No caráter utilitário, as informações são consumidas pelo usuário no processo de prestação de contas e de tomada de decisão. A prática operacional está preocupada com a preservação e a memória das informações para consulta, fiscalização, auditoria e perícia.

Ao longo de sua evolução, a contabilidade pode ser observada por seu caráter estritamente escritural, deixando claro esta tendência.

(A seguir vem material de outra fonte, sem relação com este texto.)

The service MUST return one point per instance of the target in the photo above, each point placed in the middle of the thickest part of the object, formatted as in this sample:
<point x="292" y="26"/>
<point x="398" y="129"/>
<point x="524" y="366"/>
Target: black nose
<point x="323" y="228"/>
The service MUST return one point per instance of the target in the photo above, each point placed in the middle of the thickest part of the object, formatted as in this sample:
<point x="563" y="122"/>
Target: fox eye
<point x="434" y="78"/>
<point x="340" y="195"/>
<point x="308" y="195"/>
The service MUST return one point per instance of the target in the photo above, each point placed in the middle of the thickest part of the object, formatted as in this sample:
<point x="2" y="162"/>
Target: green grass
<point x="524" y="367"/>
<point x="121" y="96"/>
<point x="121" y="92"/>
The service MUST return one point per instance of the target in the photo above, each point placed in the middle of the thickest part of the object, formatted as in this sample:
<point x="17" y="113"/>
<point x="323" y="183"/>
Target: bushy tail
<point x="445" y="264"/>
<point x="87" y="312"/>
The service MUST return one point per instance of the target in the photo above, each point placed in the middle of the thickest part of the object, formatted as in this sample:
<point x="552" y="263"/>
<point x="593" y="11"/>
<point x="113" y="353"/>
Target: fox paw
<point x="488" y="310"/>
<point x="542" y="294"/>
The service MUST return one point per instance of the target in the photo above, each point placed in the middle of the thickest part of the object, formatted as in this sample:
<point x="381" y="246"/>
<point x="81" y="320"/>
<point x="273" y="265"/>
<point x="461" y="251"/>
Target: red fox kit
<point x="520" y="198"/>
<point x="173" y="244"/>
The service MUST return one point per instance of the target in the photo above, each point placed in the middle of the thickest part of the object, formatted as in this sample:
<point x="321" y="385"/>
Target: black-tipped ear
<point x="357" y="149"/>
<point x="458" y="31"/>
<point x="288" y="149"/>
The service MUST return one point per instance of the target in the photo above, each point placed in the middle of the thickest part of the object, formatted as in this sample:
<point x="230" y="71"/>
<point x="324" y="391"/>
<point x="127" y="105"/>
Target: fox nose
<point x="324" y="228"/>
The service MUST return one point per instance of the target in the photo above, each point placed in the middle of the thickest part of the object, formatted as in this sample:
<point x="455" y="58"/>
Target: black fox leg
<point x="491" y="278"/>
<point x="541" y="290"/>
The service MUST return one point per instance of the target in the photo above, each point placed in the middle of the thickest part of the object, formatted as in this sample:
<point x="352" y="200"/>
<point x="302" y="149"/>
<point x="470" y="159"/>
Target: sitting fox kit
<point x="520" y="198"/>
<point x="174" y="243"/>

Este estereótipo acabou se instalando no consciente coletivo da sociedade contemporânea, gerando, dessa forma, um parâmetro de julgamento limitado em relação à verdadeira essência e identidade da contabilidade.

Devem ser consideradas as perspectivas e os aspectos históricos do desenvolvimento das técnicas e do raciocínio contábil e, somente desta forma, pode- se compreender os fundamentos sobre os quais foram construídos os alicerces conceituais da evolução contábil.

Esse conhecimento ainda é restrito nas universidades, o estudo da evolução contábil é disciplina rara oferecida nos cursos universitários de graduação, o que dificulta discussão mais aprofundada sobre o caráter científico da contabilidade no meio profissional e até mesmo acadêmico.

Nas organizações, ambiente em que a contabilidade é desenvolvida, em decorrência das características objetivas e pragmáticas deste contexto, não existe necessidade de discutir cientificidade, e tal pensamento sequer encontra espaço na agenda dos executivos, que estão preocupados tão somente com os aspectos utilitários da informação.

Observou-se a ambiguidade existente nos contextos que envolvem a contabilidade, sendo esta representação definida:

 em relação à condição de materialização contábil, representada pelo caráter escritural e burocrático da contabilidade;

 em relação à condição de interpretação contábil, representada pelo caráter conceitual da contabilidade sobre a análise dos fenômenos que interferem nas relações sociais do ambiente organizacional.

Quanto ao primeiro problema desta pesquisa, que investiga os argumentos teóricos e científicos que poderão contribuir para fundamentar e justificar o tratamento e a classificação da Contabilidade como uma Ciência Social, constatou- se:

A Contabilidade atente aos requisitos necessários para sua classificação como uma Ciência, e possui:

 objeto de investigação, que no caso é o patrimônio de entidades ou organizações com ou sem fins lucrativos;

 metodologia de investigação fundamentada por meio de teorias próprias, princípios, normas e regras que norteiam o uso e aplicabilidade de suas práticas.

 caráter relevante e utilitário para o desempenho e mensuração nos processos de prestação de contas;

 caráter de controle, organização e fiscalização necessário para o desempenho das atividades econômicas;

 missão de analisar e interpretar os fenômenos sociais que envolvem as relações humanas praticadas nos ambientes organizacionais, e conclui-se:

a) trata-se de uma Ciência Social, que tem como objetivo investigar e diagnosticar o comportamento dos elementos que integram os recursos e as riquezas que constituem o patrimônio das entidades com ou sem fins lucrativos.

b) as variações do patrimônio estão condicionadas aos resultados obtidos pela ação humana, que criam conflitos e expectativas, evidenciando assim a natureza social do ambiente que a contabilidade atua.

c) a natureza matemática da contabilidade é necessária para mensurar e avaliar os elementos patrimoniais, cuja manipulação destes elementos depende das decisões tomadas pelo homem que vive em um ambiente social.

A contabilidade também pode ser considerada como uma prática:

 quanto à aplicabilidade e utilização dos mecanismos e da metodologia de escrituração;

 quanto ao trabalho que exige o desenvolvimento de atividades burocráticas.

Constatou-se uma contribuição conceitual que evidencia duas condições: a ciência social que trata da observação, análise e tratamento dos fenômenos patrimoniais e seus agentes. E a prática que trata dos aspectos escriturais e burocráticos que representam as formalidades.